En el otro extremo tenemos el ejercicio de hilvanado ensayístico de Retratos fantasmas (exhibida durante la última edición de FICUNAM) también dividido en tres partes, pero desde la reflexión melancólica (y por momentos humorística como haría un Nanni Moretti) de Mendonça Filho sobre su natal Recife. En la primera, “El departamento de Setubal”, el director regresa al lugar que ha habitado desde los diez años, un espacio que alberga una serie de transformaciones internas de su familia, pero que remiten también al cambio urbanístico exterior y que Mendonça Filho enlazará con las siguientes dos partes al preguntarse sobre la gentrificación de la ciudad. Esta cartografía personal navega entre los fantasmas afectivos, la presencia de la madre historiadora, los inicios del joven estudiante-cineasta (con descontrolados movimientos de cámara en mano y sus incursiones en el cine de horror) y el leitmotiv del departamento como una figura constructiva que va a protagonizar varios de sus largometrajes como Sonidos vecinos (2012) o Aquarius (2016).

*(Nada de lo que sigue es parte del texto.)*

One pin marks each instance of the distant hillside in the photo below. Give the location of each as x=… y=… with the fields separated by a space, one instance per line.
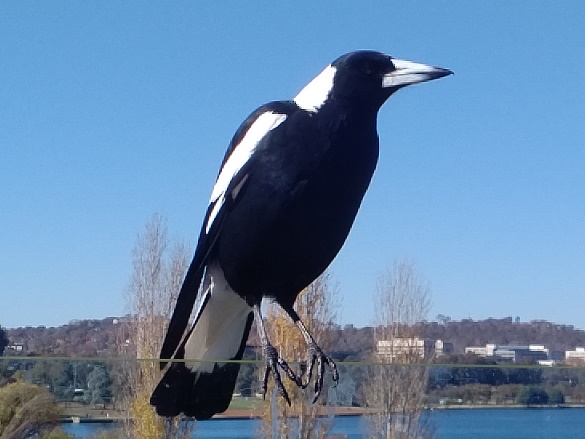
x=98 y=338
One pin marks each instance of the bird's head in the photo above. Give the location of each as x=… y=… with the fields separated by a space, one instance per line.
x=366 y=78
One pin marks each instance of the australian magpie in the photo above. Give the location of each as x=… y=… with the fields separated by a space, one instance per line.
x=285 y=198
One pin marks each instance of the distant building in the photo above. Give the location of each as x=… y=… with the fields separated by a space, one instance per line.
x=482 y=351
x=422 y=348
x=576 y=355
x=511 y=354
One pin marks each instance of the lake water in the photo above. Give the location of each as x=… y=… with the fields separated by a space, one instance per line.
x=547 y=423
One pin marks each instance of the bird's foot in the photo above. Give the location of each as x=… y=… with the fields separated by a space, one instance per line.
x=273 y=362
x=316 y=356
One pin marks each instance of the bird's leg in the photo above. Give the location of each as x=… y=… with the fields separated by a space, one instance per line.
x=272 y=360
x=314 y=355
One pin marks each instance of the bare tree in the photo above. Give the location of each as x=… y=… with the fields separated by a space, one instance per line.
x=303 y=419
x=397 y=381
x=154 y=286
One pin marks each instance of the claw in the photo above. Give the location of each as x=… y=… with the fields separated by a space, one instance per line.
x=273 y=361
x=316 y=355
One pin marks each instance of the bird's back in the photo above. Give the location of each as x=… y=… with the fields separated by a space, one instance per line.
x=307 y=181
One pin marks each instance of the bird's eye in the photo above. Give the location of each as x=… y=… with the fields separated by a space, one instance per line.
x=367 y=69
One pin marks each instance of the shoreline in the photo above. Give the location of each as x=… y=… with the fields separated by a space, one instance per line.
x=338 y=411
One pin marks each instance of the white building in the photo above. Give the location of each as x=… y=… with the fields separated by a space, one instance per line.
x=423 y=348
x=577 y=354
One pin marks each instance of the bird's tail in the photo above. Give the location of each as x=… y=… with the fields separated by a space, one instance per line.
x=202 y=385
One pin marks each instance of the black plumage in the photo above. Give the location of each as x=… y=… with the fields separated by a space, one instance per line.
x=286 y=196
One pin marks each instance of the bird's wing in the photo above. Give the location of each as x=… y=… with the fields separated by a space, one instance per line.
x=233 y=175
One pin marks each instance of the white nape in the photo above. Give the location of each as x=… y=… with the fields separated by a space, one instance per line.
x=316 y=92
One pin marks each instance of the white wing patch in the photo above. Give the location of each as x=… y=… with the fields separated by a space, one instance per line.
x=220 y=326
x=316 y=92
x=265 y=123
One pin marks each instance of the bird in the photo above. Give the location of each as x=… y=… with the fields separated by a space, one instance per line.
x=285 y=198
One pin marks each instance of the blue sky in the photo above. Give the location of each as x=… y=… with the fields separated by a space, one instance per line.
x=111 y=111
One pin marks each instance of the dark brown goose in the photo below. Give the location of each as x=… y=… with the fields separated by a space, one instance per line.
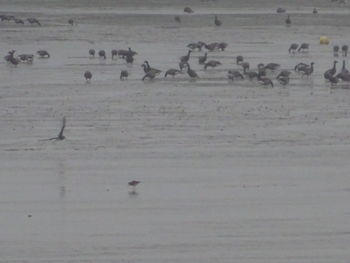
x=191 y=72
x=172 y=72
x=212 y=64
x=330 y=73
x=186 y=58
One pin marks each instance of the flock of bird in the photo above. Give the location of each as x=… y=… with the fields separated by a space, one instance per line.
x=262 y=73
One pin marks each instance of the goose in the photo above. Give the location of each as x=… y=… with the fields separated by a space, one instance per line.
x=293 y=47
x=173 y=72
x=265 y=81
x=272 y=66
x=191 y=72
x=344 y=49
x=288 y=21
x=32 y=20
x=283 y=73
x=222 y=46
x=330 y=73
x=234 y=74
x=211 y=46
x=335 y=50
x=303 y=47
x=299 y=66
x=212 y=63
x=102 y=54
x=307 y=71
x=186 y=58
x=157 y=71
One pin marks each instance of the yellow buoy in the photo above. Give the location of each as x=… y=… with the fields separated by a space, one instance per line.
x=324 y=40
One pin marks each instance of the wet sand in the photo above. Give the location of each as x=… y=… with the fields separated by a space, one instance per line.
x=229 y=171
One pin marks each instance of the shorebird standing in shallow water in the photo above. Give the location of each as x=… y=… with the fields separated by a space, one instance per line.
x=124 y=74
x=217 y=21
x=88 y=76
x=60 y=136
x=91 y=52
x=288 y=21
x=133 y=184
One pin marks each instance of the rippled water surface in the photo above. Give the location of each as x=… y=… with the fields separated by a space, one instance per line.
x=229 y=171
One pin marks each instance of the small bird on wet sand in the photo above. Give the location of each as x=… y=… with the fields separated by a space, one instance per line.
x=60 y=136
x=102 y=54
x=43 y=53
x=288 y=21
x=202 y=59
x=123 y=74
x=88 y=76
x=91 y=52
x=217 y=21
x=133 y=185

Meditación continuada en la segunda y tercera partes “Los cines del centro de Recife” y “De iglesias y espíritus santos” donde la voz oscilante del director y el montaje de fragmentos nos lleva por las viejas e inmensas salas de cine como el Veneza, el Moderno, el Art Palácio, Trianon o Saõ Luiz situadas al lado del río Capiribe en un afán por recuperar la experiencia en salas como bastión último de una cinefilia en colectivo frente a la experiencia diferida e hipervisionada de las plataformas o el futuro gentrificado de esos recintos como espacio para las iglesias evangélicas o integrados a centros comerciales gigantescos. Retratos fantasmas parte entonces de la nostalgia por las imágenes incrustadas de materia, aunque ésta sea posteriormente transferida o digitalizada, son momentos, planos, sonidos que se articulan no como totalidad sino como digresión fílmica, entidad que crea sus propias significaciones entre la alternancia de varios tipos de imágenes-sonoridades (archivo familiar, histórico, arqueológico, imágenes filmadas o del filmador filmado a lo Alain Cavalier). Nostalgia de esa promesa de memoria cristalizada en los objetos del mundo y transmitida mediante esas mismas imágenes y sonidos que tiene como corolario dos secuencias cenit: la de la proyección con una sala llena de espectadores, entre los que se encuentran varios de los colaboradores, colegas o amigos del propio Mendonça Filho como Lucrecia Martel o el cierre de la película con un momento lúdico semi-ficcional cuando el taxista que lleva al director a casa tiene la cualidad de hacerse invisible y frente a nuestros ojos, la imágenes espectrales se encarnan en toda su permanencia evanescente.